There are a couple different criteria by which we select patients. First, we decide: 1) Do they have mitral regurgitation; 2) Is it severe; and 3) What type of mitral regurgitation is it? That routinely involves repeating the echo when we first see the patient at our institution, because outside echo studies frequently are not sophisticated enough. Once we determine that the patient has mitral regurgitation, it is severe, and then whether it is degenerative or functional, we judge the patient’s risk with the Society of Thoracic Surgeons (STS) risk calculator. If the risk is high — greater than an 8% risk with surgery — then the patient is considered high-risk. Several other factors are considered as well, including frailty, debility, multiple previous operations, and previous radiation to the chest for treatment of Hodgkin’s disease in younger years. The other thing we have to decide is whether the heart disease too advanced, and perhaps this patient would be better treated with a heart transplant or a left ventricular assist device, because just fixing the mitral regurgitation itself isn’t going to make much of a difference. That is where the heart failure specialist is key in this multidisciplinary setting, to help figure out what among the myriad of options is best for the patient.

What do you think about the future of percutaneous treatment of mitral valve disease?

Way back when structural heart disease therapy and transcatheter approaches to treatment first began, in the late 1990’s and early 2000’s, I thought that the treatment of mitral valve disease would go much more rapidly than aortic valve disease. I was wrong. First, I thought that the critical unmet need was much greater with mitral than with aortic. Second, I thought what would happen if the procedure didn’t work would also influence its development, because if a transcatheter mitral valve repair fails, the patient just has continuation of heart failure, but with aortic, the patient can die. Clearly, history has shown that this was not the case, and that transcatheter treatment of aortic stenosis, for a whole host of reasons, went much quicker than mitral.

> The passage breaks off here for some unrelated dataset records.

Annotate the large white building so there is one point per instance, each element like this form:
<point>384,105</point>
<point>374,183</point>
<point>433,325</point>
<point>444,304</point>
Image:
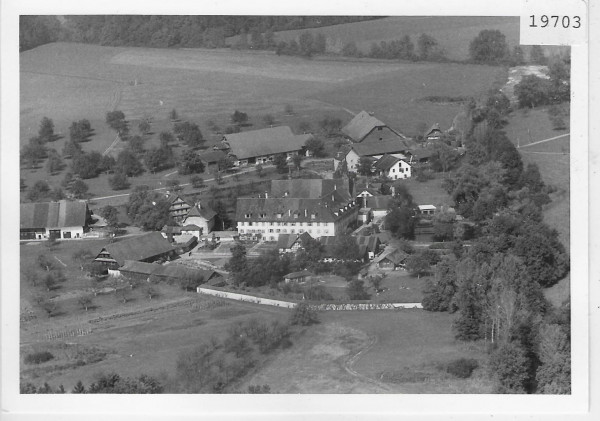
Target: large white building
<point>318,207</point>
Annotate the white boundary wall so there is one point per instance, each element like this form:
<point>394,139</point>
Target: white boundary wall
<point>322,307</point>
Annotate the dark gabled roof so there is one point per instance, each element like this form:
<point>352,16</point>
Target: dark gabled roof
<point>212,157</point>
<point>290,209</point>
<point>393,255</point>
<point>54,214</point>
<point>386,162</point>
<point>377,202</point>
<point>309,188</point>
<point>301,274</point>
<point>139,248</point>
<point>172,270</point>
<point>203,211</point>
<point>262,142</point>
<point>361,125</point>
<point>383,147</point>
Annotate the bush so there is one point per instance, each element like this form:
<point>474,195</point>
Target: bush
<point>38,357</point>
<point>462,367</point>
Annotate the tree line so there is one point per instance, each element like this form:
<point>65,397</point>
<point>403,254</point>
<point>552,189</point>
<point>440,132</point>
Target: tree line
<point>495,285</point>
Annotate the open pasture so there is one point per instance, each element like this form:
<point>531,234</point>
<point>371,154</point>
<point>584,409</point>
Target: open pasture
<point>453,33</point>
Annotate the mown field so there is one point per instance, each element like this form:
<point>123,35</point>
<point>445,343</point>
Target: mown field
<point>454,33</point>
<point>68,82</point>
<point>400,352</point>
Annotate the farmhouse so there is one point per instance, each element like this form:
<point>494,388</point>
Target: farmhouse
<point>434,133</point>
<point>317,207</point>
<point>211,160</point>
<point>291,243</point>
<point>298,277</point>
<point>143,248</point>
<point>351,154</point>
<point>169,272</point>
<point>261,146</point>
<point>392,167</point>
<point>366,128</point>
<point>390,259</point>
<point>62,219</point>
<point>201,216</point>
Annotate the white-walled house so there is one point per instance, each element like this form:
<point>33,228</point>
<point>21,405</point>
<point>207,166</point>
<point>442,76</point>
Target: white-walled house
<point>61,220</point>
<point>393,167</point>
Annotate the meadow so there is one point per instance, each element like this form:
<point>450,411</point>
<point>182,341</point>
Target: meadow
<point>67,82</point>
<point>454,33</point>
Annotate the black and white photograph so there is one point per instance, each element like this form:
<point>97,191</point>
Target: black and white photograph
<point>322,203</point>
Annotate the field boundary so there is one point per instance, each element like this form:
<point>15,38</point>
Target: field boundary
<point>319,307</point>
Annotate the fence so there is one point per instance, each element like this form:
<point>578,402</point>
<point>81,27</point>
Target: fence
<point>320,307</point>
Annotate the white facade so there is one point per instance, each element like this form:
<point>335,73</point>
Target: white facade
<point>399,170</point>
<point>270,230</point>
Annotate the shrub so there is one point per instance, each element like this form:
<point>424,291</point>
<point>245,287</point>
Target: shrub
<point>462,367</point>
<point>38,357</point>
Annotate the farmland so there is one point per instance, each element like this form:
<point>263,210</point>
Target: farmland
<point>205,85</point>
<point>453,33</point>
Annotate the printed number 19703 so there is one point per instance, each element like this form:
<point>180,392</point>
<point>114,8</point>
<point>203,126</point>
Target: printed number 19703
<point>556,21</point>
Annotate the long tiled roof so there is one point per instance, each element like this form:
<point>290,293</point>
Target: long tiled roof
<point>53,214</point>
<point>309,188</point>
<point>383,147</point>
<point>290,209</point>
<point>263,142</point>
<point>386,162</point>
<point>139,248</point>
<point>361,125</point>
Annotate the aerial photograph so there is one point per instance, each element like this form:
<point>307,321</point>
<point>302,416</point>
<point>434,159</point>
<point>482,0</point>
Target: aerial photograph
<point>222,204</point>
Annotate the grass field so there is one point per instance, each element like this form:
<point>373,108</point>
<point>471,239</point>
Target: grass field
<point>453,33</point>
<point>68,82</point>
<point>402,352</point>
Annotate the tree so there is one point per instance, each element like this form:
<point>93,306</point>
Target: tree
<point>489,47</point>
<point>46,131</point>
<point>304,315</point>
<point>297,161</point>
<point>166,138</point>
<point>400,222</point>
<point>71,148</point>
<point>196,181</point>
<point>128,164</point>
<point>119,181</point>
<point>239,118</point>
<point>78,189</point>
<point>315,146</point>
<point>280,162</point>
<point>509,366</point>
<point>158,159</point>
<point>533,91</point>
<point>356,290</point>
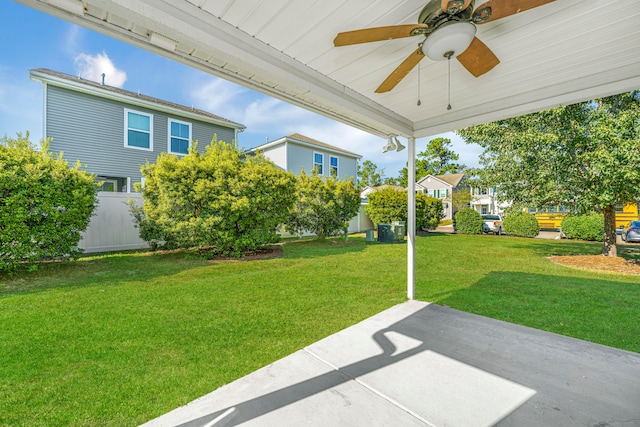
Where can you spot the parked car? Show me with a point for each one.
(631, 232)
(492, 224)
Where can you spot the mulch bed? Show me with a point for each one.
(607, 264)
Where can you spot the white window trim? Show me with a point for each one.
(337, 165)
(170, 120)
(314, 161)
(110, 181)
(126, 129)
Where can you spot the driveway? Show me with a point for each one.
(421, 364)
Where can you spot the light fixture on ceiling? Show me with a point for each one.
(393, 144)
(390, 145)
(449, 40)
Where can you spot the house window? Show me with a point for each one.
(138, 131)
(109, 185)
(179, 137)
(333, 163)
(318, 161)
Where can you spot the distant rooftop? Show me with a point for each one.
(305, 140)
(57, 78)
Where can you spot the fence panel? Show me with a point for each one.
(111, 228)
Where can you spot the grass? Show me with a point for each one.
(119, 339)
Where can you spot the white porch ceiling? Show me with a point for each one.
(560, 53)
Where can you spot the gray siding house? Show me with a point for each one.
(113, 131)
(295, 152)
(442, 187)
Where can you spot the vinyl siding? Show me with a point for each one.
(278, 155)
(300, 157)
(91, 129)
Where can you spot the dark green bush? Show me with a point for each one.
(324, 205)
(467, 221)
(429, 212)
(214, 200)
(521, 224)
(388, 205)
(584, 227)
(44, 204)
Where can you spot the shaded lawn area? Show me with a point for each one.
(120, 339)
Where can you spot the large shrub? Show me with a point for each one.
(388, 205)
(323, 206)
(214, 200)
(584, 227)
(429, 212)
(467, 221)
(44, 204)
(520, 223)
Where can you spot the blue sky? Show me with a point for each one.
(32, 39)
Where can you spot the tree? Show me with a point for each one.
(323, 206)
(436, 159)
(44, 203)
(215, 200)
(369, 174)
(585, 155)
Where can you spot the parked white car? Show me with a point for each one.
(492, 224)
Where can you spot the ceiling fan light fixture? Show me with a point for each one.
(454, 36)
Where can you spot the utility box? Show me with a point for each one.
(391, 233)
(370, 235)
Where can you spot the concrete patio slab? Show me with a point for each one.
(420, 364)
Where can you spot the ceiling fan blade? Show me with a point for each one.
(401, 72)
(496, 9)
(379, 33)
(454, 6)
(478, 58)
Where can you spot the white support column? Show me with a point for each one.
(411, 218)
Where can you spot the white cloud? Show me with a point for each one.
(270, 118)
(91, 67)
(219, 97)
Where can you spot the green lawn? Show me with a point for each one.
(120, 339)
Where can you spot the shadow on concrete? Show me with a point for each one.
(440, 367)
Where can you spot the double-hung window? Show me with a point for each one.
(138, 130)
(333, 164)
(318, 162)
(179, 137)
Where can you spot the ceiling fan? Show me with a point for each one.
(449, 29)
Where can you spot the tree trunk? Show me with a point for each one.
(609, 248)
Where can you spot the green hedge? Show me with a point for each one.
(521, 224)
(44, 204)
(214, 200)
(388, 205)
(584, 227)
(467, 221)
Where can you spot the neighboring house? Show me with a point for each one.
(485, 201)
(442, 187)
(295, 152)
(368, 190)
(113, 132)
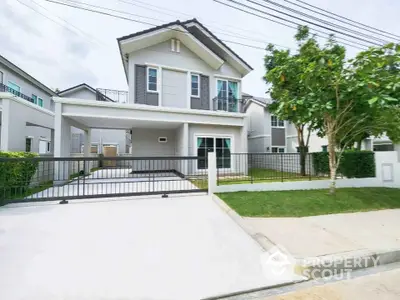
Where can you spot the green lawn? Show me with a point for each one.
(256, 175)
(311, 202)
(18, 194)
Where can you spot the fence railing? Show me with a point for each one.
(49, 178)
(228, 104)
(112, 95)
(266, 167)
(5, 88)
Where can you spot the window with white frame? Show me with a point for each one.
(275, 122)
(278, 149)
(28, 144)
(227, 95)
(195, 87)
(152, 79)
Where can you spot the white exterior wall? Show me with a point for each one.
(259, 140)
(145, 142)
(99, 136)
(15, 115)
(27, 88)
(161, 55)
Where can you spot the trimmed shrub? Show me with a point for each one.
(353, 164)
(16, 174)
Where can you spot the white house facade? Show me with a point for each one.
(184, 97)
(27, 117)
(269, 134)
(100, 138)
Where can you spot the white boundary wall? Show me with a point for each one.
(387, 175)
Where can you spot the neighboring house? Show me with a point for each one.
(100, 138)
(27, 117)
(184, 97)
(269, 134)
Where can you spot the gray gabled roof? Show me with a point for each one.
(25, 75)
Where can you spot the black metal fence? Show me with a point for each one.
(5, 88)
(112, 95)
(267, 167)
(48, 178)
(228, 104)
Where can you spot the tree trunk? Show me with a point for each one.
(303, 157)
(359, 144)
(332, 161)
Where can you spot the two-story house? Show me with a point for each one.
(269, 134)
(101, 138)
(184, 97)
(27, 120)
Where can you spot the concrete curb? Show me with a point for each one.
(314, 268)
(345, 263)
(265, 243)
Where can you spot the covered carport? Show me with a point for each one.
(21, 119)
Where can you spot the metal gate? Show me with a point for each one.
(48, 178)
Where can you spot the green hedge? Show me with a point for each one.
(15, 175)
(353, 164)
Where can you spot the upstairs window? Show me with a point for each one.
(152, 79)
(14, 87)
(34, 98)
(275, 122)
(195, 85)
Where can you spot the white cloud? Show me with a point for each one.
(61, 59)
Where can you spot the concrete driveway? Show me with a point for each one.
(182, 247)
(118, 181)
(333, 234)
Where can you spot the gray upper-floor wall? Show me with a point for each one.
(11, 74)
(174, 70)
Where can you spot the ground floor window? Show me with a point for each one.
(278, 149)
(28, 144)
(220, 145)
(384, 147)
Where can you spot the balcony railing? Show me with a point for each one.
(112, 95)
(228, 104)
(4, 88)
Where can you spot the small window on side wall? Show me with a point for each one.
(275, 122)
(28, 144)
(195, 85)
(152, 79)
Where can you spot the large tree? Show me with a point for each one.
(286, 87)
(345, 99)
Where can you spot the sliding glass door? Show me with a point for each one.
(222, 147)
(228, 94)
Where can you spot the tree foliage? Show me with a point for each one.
(344, 100)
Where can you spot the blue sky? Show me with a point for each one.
(61, 57)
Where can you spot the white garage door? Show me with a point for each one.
(174, 89)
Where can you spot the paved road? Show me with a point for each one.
(382, 286)
(144, 248)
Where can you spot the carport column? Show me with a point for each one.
(185, 149)
(5, 125)
(86, 149)
(212, 172)
(62, 139)
(242, 163)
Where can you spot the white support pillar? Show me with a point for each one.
(62, 139)
(5, 125)
(52, 141)
(242, 164)
(212, 172)
(87, 149)
(185, 149)
(397, 149)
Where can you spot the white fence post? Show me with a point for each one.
(212, 172)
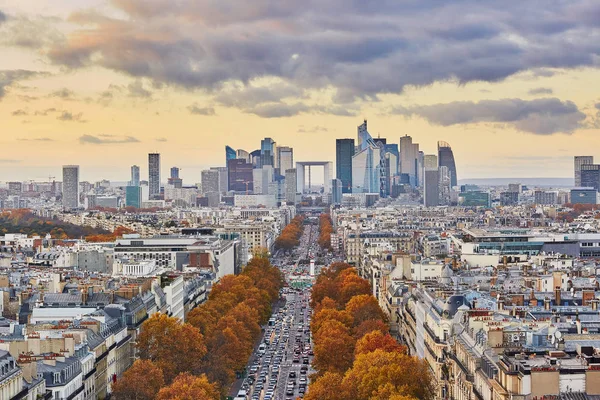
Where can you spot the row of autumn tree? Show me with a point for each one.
(198, 360)
(355, 356)
(290, 235)
(325, 231)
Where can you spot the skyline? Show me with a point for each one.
(498, 85)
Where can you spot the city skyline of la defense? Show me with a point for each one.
(497, 85)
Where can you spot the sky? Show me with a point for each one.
(512, 85)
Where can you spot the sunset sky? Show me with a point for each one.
(513, 85)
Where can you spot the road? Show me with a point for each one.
(279, 367)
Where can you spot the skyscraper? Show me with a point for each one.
(344, 150)
(267, 152)
(210, 181)
(285, 159)
(336, 191)
(579, 161)
(590, 176)
(230, 154)
(409, 153)
(70, 187)
(135, 176)
(431, 182)
(446, 159)
(367, 165)
(223, 179)
(240, 175)
(291, 185)
(154, 175)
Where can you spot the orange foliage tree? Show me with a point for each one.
(355, 356)
(189, 387)
(174, 347)
(231, 318)
(325, 231)
(290, 235)
(142, 380)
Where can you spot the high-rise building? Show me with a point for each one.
(431, 181)
(223, 181)
(267, 152)
(154, 175)
(135, 176)
(336, 191)
(546, 198)
(584, 195)
(344, 150)
(590, 176)
(367, 168)
(285, 159)
(133, 196)
(446, 159)
(240, 175)
(230, 154)
(210, 181)
(579, 161)
(409, 153)
(291, 185)
(244, 155)
(70, 187)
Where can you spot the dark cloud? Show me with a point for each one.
(136, 89)
(69, 116)
(64, 93)
(359, 49)
(536, 91)
(19, 113)
(10, 77)
(107, 139)
(194, 109)
(541, 116)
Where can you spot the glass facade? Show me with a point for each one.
(344, 150)
(446, 159)
(133, 196)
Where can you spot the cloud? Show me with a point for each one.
(536, 91)
(314, 129)
(42, 139)
(358, 49)
(107, 139)
(64, 93)
(69, 116)
(32, 32)
(541, 116)
(194, 109)
(136, 89)
(45, 112)
(10, 77)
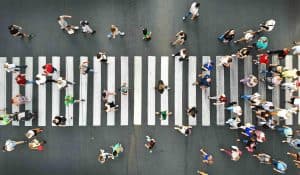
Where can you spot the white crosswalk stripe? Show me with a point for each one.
(203, 118)
(28, 89)
(15, 90)
(55, 90)
(178, 92)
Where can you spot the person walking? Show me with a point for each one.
(192, 111)
(146, 34)
(114, 31)
(63, 83)
(183, 54)
(280, 53)
(225, 61)
(295, 157)
(41, 79)
(59, 120)
(180, 38)
(16, 31)
(267, 26)
(263, 158)
(250, 81)
(84, 24)
(85, 68)
(19, 100)
(163, 114)
(248, 36)
(235, 108)
(48, 69)
(22, 81)
(70, 29)
(124, 88)
(220, 100)
(204, 82)
(106, 94)
(227, 36)
(262, 59)
(193, 11)
(101, 57)
(161, 86)
(185, 130)
(10, 145)
(36, 144)
(70, 100)
(110, 107)
(11, 67)
(207, 158)
(33, 132)
(150, 143)
(235, 153)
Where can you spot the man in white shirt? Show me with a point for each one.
(10, 145)
(13, 68)
(194, 11)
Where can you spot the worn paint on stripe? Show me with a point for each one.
(97, 93)
(192, 89)
(205, 100)
(288, 64)
(137, 113)
(42, 95)
(151, 90)
(2, 85)
(164, 96)
(247, 90)
(55, 89)
(28, 89)
(111, 88)
(178, 92)
(83, 95)
(220, 90)
(124, 98)
(69, 89)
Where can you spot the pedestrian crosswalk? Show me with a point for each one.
(141, 75)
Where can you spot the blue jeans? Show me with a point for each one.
(246, 97)
(187, 15)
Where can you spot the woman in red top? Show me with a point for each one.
(21, 80)
(262, 59)
(49, 69)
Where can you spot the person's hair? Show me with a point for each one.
(98, 55)
(115, 153)
(113, 28)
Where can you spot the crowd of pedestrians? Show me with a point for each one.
(253, 42)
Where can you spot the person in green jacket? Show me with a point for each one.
(5, 119)
(163, 114)
(69, 100)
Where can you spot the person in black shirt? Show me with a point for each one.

But I believe right now that we are on the cusp of seeing the transcatheter approach to mitral valve disease explode. MitraClip has paved the way for it, but there are a number of mitral valve repair technologies — and now, mitral valve replacement technologies — that will undergo their first-in-man studies this year. Over the next four to five years, we will see this space of transcatheter mitral valve disease explode like TAVR did for aortic valve disease in the mid-2000’s.

Disclosure: Dr. Michael Mack reports he is co-principal investigator of the COAPT trial, Abbott Vascular, Inc. is the trial sponsor, and he is uncompensated.